What have you been doing since graduation, and what are you doing now?

A week after graduation I started working at the Warner Cable operation in Nashua. I worked in Business Operations for several years before making the transition to Sales and Marketing (by then the company had changed its name to Time Warner Cable). After a couple of years I had the opportunity to assume a role with more responsibility in the Marketing group in our former Boston Division, which led to stints as the head of marketing in our Albany, New York Division and our Wisconsin Division.

I got married to the former Laura Pesce in 2004. We had known each other for a number of years—she worked at Lifetime Television and later at the International Channel. After Laura made the move from New York City to Wisconsin, that meant we weren't flying on a plane every weekend, which allowed us to really settle in and enjoy our time in Wisconsin very much. Laura got a job at the NBC affiliate in Milwaukee, we made some terrific friends and we started building our life together. A couple of years later, when a larger role in our corporate office in Connecticut presented itself, we were both excited about moving back East, but we also knew we'd miss our time and our friends in Wisconsin very much.

I'm still at Time Warner Cable, now overseeing Marketing in the Eastern half of the U.S. including markets in Maine, across upstate New York, New York City and the Carolinas. Laura and I have twin boys, Alexander and William, who are about two and a half, and we live in Darien Connecticut.

David Gray and family
David Gray with his wife, Laura, and sons William and Alexander.

Your UROP project was entitled "Analysis of Metaphor in Bergman’s Persona: Adapting Black’s Interaction Method." Can you tell us what you did, and what you got out of it?

One of my favorite classes at UNH, which happened to fill a Gen Ed requirement for my Liberal Arts degree, was Introduction to Film, taught by Phil Nicoloff in the English Department. Class met in the auditorium at Murkland Hall, and once or twice a week we got to screen a movie—it was terrific. We saw some great films and we learned a lot—stuff I think about when I watch movies today. One film we watched—Persona—was fairly unlike anything else we'd seen, and there was a good deal of metaphor and symbolism interspersed in what was otherwise a dense, dreary, black and white Swedish-language film with English subtitles. At the same time I'd been reading Max Black's Metaphor for a Rhetoric course. Black developed a framework for understanding the use of metaphor in philosophy. In my UROP project I applied Black's approach to the Bergman film and found a way to fit two seemingly separate pieces of work together in a way that added understanding and new insights.

Did your research have an impact on what you did later?

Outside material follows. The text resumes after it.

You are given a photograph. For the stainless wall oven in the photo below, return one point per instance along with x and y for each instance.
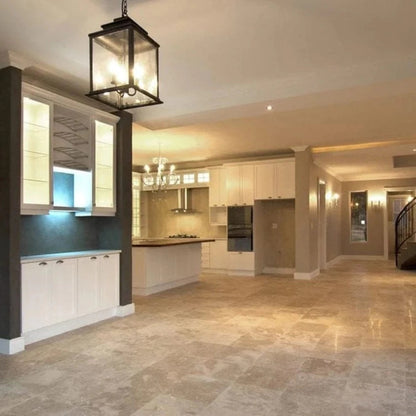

Yes, I think it did. For me the most powerful implication was that I found insight and greater understanding in one course's subject matter by applying a construct from another unrelated class. Dr. Larry Prelli, my Rhetoric professor, felt that the analysis was compelling, and supported me in developing my approach, and ultimately he encouraged me to submit the work to UROP. Later in the year I presented my paper at the National Undergraduate Honors Conference at DePauw University.

What do you remember about being on the cover of the Alumnus (assuming you remember it)?

Yes. My mother framed that cover at she still has it on the wall in one of the bedrooms in our lake house.

Anything else you'd like to add? Any advice for current students?

My UROP experience was a very positive one. It represented hard work, on my own, and it required more discipline than I initially expected it would, but the encouragement I got from my two excellent professors was invaluable. Aside from the cover photo and a free trip to Indiana, the experience was its own reward. For me it was a very real lesson of getting out of an experience what I had put into it. It's often worth traveling the extra mile.